In Texas, where it lost the first Vioxx case last summer, Merck may be on friendly ground in a promised appeal, with courts that tend to be pro-business. But appellate courts are reluctant to overturn jury verdicts without evidence of serious legal errors, limiting Merck's chances that verdicts will be reversed.

A reason plaintiffs' lawyers and independent legal analysts say the New Jersey outcome could lead to many more lawsuits is that Merck, at the outset, seemed to have a strong defense in this case. Besides Mr. McDarby's advanced age, he had many other risk factors for a heart attack, including diabetes.

And Merck is based in Whitehouse Station, N.J., less than 100 miles from the Atlantic City courtroom, and has 10,000 employees in New Jersey. The state's law sets a high bar for punitive damage awards against drug companies, allowing juries to issue them only if they find that drug makers knowingly misrepresented facts to the F.D.A.

But Merck did not seem to benefit from any home-court advantage in Atlantic City. Jurors focused on the company's conduct, not on Mr. McDarby's risk factors, Mr. Kile, the foreman, said. And lawyers for Mr. McDarby persuaded the jury that Merck should pay punitive damages because it had kept some of its analyses of Vioxx's dangers from the F.D.A., even though it disclosed the underlying data.

"This is huge," Mr. Lanier, the lead plaintiffs' lawyer in the case, said. "Merck thought they were bulletproof in New Jersey. They just got hit with $13.5 million in damages."

Merck may continue to face an uphill legal battle unless it can find a way to explain away e-mail messages showing that its scientists were concerned about potential heart risks even before the company began selling Vioxx, as well as e-mail from its former top scientist that said Vioxx heart risks were "clearly there." Plaintiffs lawyers can also draw on marketing documents that show Merck encouraging employees to treat their questions about Vioxx's risks as "obstacles" to sales.

After its loss last summer, in a state court in Angleton, Tex., Merck persuaded many analysts and investors, none of whom saw the trial in person, that the $253.5 million verdict came from a runaway jury in a plaintiff-friendly jurisdiction. (Texas law will automatically reduce that verdict to $26.1 million, and Merck says it will appeal.)
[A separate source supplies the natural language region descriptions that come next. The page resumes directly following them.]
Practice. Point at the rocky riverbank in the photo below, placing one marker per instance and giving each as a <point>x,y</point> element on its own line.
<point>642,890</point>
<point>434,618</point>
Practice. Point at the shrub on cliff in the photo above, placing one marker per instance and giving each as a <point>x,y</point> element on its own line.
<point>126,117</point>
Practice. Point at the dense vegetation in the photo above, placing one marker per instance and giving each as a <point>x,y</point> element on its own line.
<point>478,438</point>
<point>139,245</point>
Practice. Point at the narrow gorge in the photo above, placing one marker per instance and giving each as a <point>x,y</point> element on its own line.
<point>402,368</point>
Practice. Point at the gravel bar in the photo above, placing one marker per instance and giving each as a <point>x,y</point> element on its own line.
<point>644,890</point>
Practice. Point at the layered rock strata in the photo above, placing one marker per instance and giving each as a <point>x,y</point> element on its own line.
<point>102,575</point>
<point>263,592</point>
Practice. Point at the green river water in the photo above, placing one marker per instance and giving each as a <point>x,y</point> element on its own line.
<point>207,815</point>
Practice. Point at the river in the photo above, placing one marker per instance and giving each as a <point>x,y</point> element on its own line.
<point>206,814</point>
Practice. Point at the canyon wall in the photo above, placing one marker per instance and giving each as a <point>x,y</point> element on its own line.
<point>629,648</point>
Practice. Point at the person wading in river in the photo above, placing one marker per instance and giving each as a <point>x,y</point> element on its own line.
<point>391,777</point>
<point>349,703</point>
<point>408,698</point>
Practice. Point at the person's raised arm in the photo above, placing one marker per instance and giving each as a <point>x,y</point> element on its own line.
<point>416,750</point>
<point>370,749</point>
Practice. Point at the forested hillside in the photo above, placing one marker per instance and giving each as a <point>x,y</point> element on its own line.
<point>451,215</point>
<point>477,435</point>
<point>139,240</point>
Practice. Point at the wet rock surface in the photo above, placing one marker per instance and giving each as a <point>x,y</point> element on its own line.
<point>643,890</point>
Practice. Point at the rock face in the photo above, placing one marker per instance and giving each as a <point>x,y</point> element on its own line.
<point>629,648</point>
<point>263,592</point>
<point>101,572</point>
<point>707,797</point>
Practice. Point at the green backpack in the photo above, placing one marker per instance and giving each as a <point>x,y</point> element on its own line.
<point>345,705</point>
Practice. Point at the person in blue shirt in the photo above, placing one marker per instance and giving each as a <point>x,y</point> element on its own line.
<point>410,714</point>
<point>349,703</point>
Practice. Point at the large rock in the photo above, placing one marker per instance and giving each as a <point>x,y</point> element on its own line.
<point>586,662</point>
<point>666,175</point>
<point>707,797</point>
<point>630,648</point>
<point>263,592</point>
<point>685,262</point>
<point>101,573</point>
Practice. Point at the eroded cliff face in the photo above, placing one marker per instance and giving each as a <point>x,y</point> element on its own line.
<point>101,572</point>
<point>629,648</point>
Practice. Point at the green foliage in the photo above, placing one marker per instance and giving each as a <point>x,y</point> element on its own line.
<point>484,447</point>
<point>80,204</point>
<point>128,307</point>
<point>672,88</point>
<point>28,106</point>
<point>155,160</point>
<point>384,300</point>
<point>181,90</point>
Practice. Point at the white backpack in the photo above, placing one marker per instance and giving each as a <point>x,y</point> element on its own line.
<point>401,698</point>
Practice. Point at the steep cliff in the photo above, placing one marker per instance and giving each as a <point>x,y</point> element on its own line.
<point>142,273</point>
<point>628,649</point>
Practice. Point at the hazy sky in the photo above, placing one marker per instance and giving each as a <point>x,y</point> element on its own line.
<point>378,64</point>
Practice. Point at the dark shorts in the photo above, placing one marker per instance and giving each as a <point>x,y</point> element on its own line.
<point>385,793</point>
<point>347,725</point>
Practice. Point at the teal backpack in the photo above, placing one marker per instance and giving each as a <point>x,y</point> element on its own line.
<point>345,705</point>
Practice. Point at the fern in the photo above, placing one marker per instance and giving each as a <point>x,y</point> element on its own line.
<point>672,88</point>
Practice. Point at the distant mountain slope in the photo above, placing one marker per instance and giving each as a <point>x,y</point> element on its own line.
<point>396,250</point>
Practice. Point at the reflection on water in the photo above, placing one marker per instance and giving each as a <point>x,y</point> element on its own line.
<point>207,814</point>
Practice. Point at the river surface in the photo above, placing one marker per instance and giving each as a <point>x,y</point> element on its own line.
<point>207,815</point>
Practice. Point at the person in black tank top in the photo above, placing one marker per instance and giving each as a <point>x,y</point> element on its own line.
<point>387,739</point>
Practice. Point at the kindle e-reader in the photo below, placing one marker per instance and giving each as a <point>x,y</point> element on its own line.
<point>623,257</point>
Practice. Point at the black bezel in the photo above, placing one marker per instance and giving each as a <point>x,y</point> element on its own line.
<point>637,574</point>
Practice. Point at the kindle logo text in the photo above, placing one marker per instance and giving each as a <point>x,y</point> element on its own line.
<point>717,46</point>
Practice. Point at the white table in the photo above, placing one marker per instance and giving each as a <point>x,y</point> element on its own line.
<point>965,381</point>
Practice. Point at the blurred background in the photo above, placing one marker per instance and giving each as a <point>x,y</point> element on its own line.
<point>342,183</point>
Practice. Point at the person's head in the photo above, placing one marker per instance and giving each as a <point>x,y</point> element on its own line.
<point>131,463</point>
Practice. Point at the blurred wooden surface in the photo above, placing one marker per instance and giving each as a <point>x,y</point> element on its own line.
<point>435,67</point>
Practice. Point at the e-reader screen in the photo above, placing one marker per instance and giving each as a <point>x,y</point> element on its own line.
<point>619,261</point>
That theory will be harder to sustain this time, considering that the Atlantic City jury deliberated for more than 20 hours over three days and drew clear distinctions by not awarding any compensatory damages to Thomas Cona, the other plaintiff in the case.

The jurors did find that Merck had committed consumer fraud against Mr. Cona by not publicizing Vioxx's potential risks. But because Mr. Cona said he had taken Vioxx for 22 months and yet had only three prescriptions covering seven months, the jurors were not sure that he had taken the drug as long as he said, according to Mr. Kile.

Benjamin Zipursky, a law professor at Fordham University, said the jury's award to Mr. McDarby but not to Mr. Cona would make it hard for Merck to argue that jurors had not carefully considered their decision. "A jury that's this selective still comes out in favor of the plaintiff," he said. "It's not good for Merck."

The verdict is another big victory for Mr. Lanier, who was the winning lawyer in the Texas case. He handled the bulk of the arguments in this trial, including questioning of Raymond V. Gilmartin, Merck's former chief executive, last Thursday.

Before the punitive damages phase of the case began, Merck tried to prevent Mr. Lanier from taking part. In a hearing last week, Merck argued that Mr. Lanier had represented only Mr. Cona, and that because Mr. Cona was not awarded compensatory damages, he was ineligible for punitive damages.

But Mr. Gordon, Mr. McDarby's lawyer, responded that Mr. Lanier had handled questions about Merck's liability for both plaintiffs throughout the case and was the only lawyer prepared to cross-examine Merck's witnesses in the punitive phase. The judge agreed and allowed Mr. Lanier to participate.